楽天グループ代表取締役会長兼社長の三木谷浩史氏

 4月14日、楽天グループ 三木谷浩史会長による記者会見があった。

 創業25周年ということで「後継者はどうするのか」という質問が飛んだ。三木谷会長は「すでに楽天市場や楽天カードは職掌する役員がリードしており、私の手を離れて権限委譲が進んでいる。いま、私のリソースの大半は携帯電話事業だ」と語った。

 現在、楽天グループでは現在、2030年に向けた中期経営計画を策定しているという。そのなかのひとつのトピックとして掲げられていたのが、三木谷会長がいま心血を注いでいる「楽天モバイル・楽天シンフォニーの大幅黒字化」だった。

2023年が「勝負の年」

 2030年まではあと8年あるが、楽天モバイルとしては「2023年」が勝負の年になる気がしている。三木谷会長が注力したいと考える分野が、いずれも2023年に大きな変化が期待できるからだ。

プラチナバンド問題

楽天モバイルが総務省に提出した資料より

 まず、ここ最近、楽天モバイルがアピールし始めている「プラチナバンド問題」だ。3月末に楽天モバイルの社長に就任した矢澤俊介氏がさまざまなメディアのインタビューに答え、プラチナバンドを獲得したいと力説している。

 三木谷会長は「プラチナバンドや1.7GHz帯のCバンドなどは足りない。そういう意味ではフェアな競争があっていい。2023年ごろ、収益が出てきたなかで、さらにナンバーワンになるためにプラチナバンドを活用したい」というのだ。

KDDIのローミング終了

 三木谷会長が「2023年に収益が出てきたなかで」と語っているが、楽天モバイルは設備投資に加えて、KDDIにローミング接続料を払っているのが赤字体質から抜け出せない原因となっている。

 三木谷会長は「(KDDIへの)ローミングの接続料が国際標準からだいぶかけ離れた状態(金額設定)となっている。そこで『なにクソ』と思って、すさまじい勢いで基地局を建ててきた」と振り返る。

 すでに楽天モバイルでは、計画を大きく上回る4万3000局を超える基地局を建設した。

 矢澤社長は「屋外に関しては、2023年度にはKDDIとの契約を打ち切りたい」と語る。

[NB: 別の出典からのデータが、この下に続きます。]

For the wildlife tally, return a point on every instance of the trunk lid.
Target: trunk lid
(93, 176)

つまり、2023年に屋外ローミングを打ち切れれば、ローミング接続料の出費は大幅に減り、さらに自前エリアが拡大していることもあり、使い放題のユーザーが一気に増え、収益が改善するというわけだ。

エリア拡大のカギは「プラチナバンド」と「通信衛星」

AST&Scienceとの業務提携発表時のようす、中央は当時の楽天モバイル社長の山田善久氏

 プラチナバンドを獲得するには、既存3社から周波数帯の一部を返してもらい、楽天モバイルに割り当ててもらう必要がある。実際にそのような手続きを行うにはNTTドコモが10年、KDDIが7年かかると主張しているが、矢澤社長は「1年で対応できる」と反論する。つまり、2023年中には楽天モバイルがプラチナバンドを手にすることは充分に可能だというのだ。

 楽天モバイルでは地上はプラチナバンドでエリアを広げつつ「ルーラルエリアでは通信衛星でカバーする。この夏から実証実験が始まる」(三木谷会長)という。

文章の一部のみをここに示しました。